Buzato Filho argumenta que não deveria ter sido chamado para acompanhar o advogado, mas como era amigo do delegado adjunto, Olavo Romanus, e a Polícia alegava que não conseguia encontrar o presidente da entidade, ele foi representar a OAB na delegacia. ‘‘A alegação de que eu era amigo do Noronha é mentirosa. Eu era amigo do Olavo Romanus’’, justifica.
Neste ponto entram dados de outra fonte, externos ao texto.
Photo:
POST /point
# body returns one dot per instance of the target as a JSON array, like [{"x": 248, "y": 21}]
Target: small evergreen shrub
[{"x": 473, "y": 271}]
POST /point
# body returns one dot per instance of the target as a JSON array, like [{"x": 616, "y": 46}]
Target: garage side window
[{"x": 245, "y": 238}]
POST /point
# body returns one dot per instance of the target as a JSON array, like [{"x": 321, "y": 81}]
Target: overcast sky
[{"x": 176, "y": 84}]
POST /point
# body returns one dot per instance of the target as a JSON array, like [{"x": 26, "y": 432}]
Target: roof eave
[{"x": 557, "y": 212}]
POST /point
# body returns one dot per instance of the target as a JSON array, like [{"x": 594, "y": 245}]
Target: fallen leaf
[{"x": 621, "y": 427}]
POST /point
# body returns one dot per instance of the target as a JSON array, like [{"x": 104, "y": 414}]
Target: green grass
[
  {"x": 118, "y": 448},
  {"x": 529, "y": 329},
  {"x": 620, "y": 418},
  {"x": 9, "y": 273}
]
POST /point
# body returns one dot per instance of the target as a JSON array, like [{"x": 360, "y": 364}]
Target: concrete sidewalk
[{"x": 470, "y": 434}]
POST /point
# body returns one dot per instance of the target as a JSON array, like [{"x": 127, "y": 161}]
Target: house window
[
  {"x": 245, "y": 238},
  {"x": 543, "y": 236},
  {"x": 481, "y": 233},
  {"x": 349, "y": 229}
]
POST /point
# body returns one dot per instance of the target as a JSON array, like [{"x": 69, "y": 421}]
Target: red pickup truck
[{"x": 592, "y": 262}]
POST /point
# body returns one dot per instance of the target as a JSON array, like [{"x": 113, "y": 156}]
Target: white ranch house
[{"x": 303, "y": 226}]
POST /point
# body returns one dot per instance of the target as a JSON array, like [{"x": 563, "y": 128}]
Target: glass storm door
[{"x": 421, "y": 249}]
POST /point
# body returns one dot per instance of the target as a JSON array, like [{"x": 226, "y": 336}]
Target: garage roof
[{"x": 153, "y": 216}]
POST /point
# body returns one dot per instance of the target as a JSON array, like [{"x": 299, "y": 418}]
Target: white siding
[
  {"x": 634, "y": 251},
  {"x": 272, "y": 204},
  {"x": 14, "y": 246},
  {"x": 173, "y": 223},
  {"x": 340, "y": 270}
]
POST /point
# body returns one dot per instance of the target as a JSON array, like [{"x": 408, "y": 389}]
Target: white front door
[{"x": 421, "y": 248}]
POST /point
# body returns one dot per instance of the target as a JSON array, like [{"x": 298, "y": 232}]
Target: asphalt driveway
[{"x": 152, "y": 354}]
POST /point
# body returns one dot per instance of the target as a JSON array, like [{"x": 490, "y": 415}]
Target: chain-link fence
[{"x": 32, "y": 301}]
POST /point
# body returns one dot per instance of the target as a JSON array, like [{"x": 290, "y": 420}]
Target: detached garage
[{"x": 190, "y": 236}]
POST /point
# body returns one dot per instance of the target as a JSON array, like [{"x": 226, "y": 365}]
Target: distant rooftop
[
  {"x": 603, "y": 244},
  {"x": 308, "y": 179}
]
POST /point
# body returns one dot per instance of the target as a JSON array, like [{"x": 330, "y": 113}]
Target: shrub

O advogado diz que acabou acompanhando o depoimento de Luiz Fernando Comegno, que supostamente teria sido torturado, porque o advogado Luiz Renato Crovador – que foi assassinado recentemente, em Curitiba – saiu minutos antes do depoimento. ‘‘Eu não entendi o porquê dele ter saído de repente.’’
Buzato Filho diz que não ocorreu qualquer tipo de tortura enquanto esteve dentro da delegacia. ‘‘O que posso dizer é que ele (Comegno) estava machucado, com o cabelo molhado e pequenas lesões na altura da cintura’’, conta. A explicação dada por Noronha para o fato foi de que Comegno teria resistido à prisão, o que forçou os policiais a agirem com mais rigor. Buzato Filho, deverá entrar com uma queixa-crime contra Souza Júnior por injúria, calúnia e difamação. ‘‘Se ele tem que imputar algo contra alguém, que seja contra o delegado e não contra mim’’, desabafa. (L.P.)